An uncle tapped a pack, ripped a Lucky in two, lifted a quarter inch of cigarette and said, "L.S.M.F.T."
And we screwed that mini-cigarette to the wick and lit it, it started smoking and my cousin and I exchanged a look, it was the same look the first NASA eggheads must've given each other right before blast-off number one, and we released the explosive. It did indeed go up, up and away, 20 necks craned and then it seemed to pause, it treaded oxygen a moment before an air current snagged it and off it went, lofting high and fast.
Another pertinent question someone should have asked.
"What if the wind carries it away?"
That red stick of death was flying furiously and we watched it go, and then we started after it because how could we not?

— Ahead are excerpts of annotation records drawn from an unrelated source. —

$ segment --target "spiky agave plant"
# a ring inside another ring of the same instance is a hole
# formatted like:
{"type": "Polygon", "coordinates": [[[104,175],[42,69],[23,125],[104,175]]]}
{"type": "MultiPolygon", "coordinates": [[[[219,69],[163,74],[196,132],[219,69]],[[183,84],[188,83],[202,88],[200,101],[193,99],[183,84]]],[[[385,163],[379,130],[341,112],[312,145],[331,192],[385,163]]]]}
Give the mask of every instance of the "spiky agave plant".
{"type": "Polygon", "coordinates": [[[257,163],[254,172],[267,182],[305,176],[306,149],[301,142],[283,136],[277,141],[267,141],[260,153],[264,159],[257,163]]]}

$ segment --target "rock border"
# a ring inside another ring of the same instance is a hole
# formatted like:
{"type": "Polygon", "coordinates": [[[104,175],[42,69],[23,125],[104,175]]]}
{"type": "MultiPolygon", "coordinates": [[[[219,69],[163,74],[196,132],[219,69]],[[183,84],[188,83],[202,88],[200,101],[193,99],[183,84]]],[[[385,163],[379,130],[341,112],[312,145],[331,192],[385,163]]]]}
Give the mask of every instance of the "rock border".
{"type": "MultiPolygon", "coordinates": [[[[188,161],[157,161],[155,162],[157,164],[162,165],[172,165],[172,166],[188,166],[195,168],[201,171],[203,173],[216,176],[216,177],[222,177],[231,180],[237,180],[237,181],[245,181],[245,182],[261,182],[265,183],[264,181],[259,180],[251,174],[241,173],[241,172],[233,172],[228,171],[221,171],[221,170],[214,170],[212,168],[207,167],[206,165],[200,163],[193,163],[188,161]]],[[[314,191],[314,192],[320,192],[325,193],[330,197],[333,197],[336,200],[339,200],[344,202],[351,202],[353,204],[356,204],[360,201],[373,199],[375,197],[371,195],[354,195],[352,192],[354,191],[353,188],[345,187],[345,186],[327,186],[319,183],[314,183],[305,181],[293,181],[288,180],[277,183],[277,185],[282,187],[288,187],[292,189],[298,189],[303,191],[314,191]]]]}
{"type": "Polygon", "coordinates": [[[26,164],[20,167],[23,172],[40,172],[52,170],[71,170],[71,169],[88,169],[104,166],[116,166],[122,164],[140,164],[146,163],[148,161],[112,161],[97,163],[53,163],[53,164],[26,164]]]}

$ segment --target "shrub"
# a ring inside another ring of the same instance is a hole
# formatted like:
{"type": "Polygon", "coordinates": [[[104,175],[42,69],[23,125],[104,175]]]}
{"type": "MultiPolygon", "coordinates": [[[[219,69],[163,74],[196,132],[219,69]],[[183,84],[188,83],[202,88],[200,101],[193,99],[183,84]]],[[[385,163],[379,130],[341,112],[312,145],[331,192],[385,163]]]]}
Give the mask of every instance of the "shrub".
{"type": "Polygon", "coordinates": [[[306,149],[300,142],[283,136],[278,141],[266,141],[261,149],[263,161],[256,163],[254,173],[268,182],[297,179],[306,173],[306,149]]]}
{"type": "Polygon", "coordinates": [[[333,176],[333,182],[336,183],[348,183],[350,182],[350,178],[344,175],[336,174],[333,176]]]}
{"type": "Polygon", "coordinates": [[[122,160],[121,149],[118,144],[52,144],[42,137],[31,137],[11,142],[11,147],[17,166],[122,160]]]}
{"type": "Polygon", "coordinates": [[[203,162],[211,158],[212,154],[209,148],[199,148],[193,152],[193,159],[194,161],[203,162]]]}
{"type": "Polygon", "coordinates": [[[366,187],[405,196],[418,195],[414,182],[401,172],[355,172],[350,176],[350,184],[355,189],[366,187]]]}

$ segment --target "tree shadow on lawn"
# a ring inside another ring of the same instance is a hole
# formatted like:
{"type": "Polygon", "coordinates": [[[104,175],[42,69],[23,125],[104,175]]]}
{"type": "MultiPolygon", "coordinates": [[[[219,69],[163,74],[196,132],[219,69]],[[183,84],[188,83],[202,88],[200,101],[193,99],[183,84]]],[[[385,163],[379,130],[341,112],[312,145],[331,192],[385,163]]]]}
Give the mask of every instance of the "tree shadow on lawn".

Twenty people ranging in age from 80-plus to eight crossing the unfenced backyards of our neighbors with heads thrown back, giggling, smoking, speaking two languages excitedly until someone paused and said, "It's out."
"The wick. It's out. No more smoke."
We slowed watching the bouquet of balloons lift higher and higher, carrying its dangling auburn passenger into the highest branches of an enormously tall and decades-long dead oak tree which belonged to a neighbor whose entire house looked dead. The guy drove a car that was rust-colored because the car was pure rust. He wore white t-shirts with half-moon sweat stains under the arms and sucked desperately on brown cigarettes. A cracked green reflective globe sat in a stand above a weed-strangled patch next to a lawn jockey that had been painted white. He was the guy who hacked and phlegmed at a kid who rode a bike too close to his "property," the guy with a trembling little dog of unknown breed. The guy Walter Matthau played a thousand times but not as well.
We shrugged collectively, turned toward my parent's yard and were halfway there when that same someone screamed, "It's lit!"
We turned in slow motion.
In slow motion a grey puff of tobacco became an orange spark as fire bit wick.
The explosion, when it came, rocked shocked birds from the corpse of tree, and then a creaking began. The entire top of the oak, maybe 10 feet, maybe 15, seemed to spit bark and salute before it toppled with a cacophony of screeching, barking, splitting and shredding that trumped any noise I'd ever heard on any Fourth of July ever.
And in the tradition of my grandfather, we ran.
He'd seen explosive destruction rolling toward his tiny Macedonian village as Turkish and Greek armies prepared to kill each other for it head-to head, hand-to-hand, and he ran to America and made it his home.
We ran laughing and then opened beers and lit cigarettes and talked about it because we could, because all it was was a blown-up dead tree and it was the Fourth of July and we were safe in America.